2006 drew to an unusually quiet close in the normally volatile clean-energy sector. With no big movements in the oil price the market ran fairly flat — as it had done for much of the second half of the year.

But that stability won't last long into 2007, predicts Rob Wilder, chief executive of San Diego consultancy WilderShares. His firm runs the WilderHill Clean Energy Index (see graph), which tracks the performance of a basket of US-listed firms with strong interests in energy sources not based on fossil fuels or nuclear power.

Wilder notes that the new, Democrat-controlled US Congress is likely to turn national attention towards both energy security and global warming in the new year. The forthcoming publication of the fourth report of the Intergovernmental Panel on Climate Change will doubtless have the same effect — and could also help clean-energy stocks. There are risks, however: last week, the oil price began to tumble and that could scare some investors away from alternative-energy stocks. Either way, Wilder says, “it is highly unlikely that the sideways movement of the index will continue”.

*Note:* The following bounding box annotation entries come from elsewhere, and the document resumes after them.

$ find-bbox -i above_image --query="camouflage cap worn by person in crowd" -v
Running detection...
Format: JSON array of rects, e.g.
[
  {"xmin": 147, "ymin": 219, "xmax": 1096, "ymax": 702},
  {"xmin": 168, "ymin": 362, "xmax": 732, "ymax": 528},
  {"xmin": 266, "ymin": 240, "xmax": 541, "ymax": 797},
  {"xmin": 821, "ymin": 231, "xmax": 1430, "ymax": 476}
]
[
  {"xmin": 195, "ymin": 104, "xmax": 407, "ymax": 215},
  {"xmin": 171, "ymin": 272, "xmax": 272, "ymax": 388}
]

Michael Liebreich, chief executive of London-based New Energy Finance, agrees that there could be turbulence ahead for clean-energy stocks. The sector needs three things to happen for sustained growth during 2007, he says: investors not to overinflate prices; governments not to oversubsidize new energy sources; and the industry to build up its supply capacity. “These are the areas where we don't want to see any car crashes,” Liebreich says.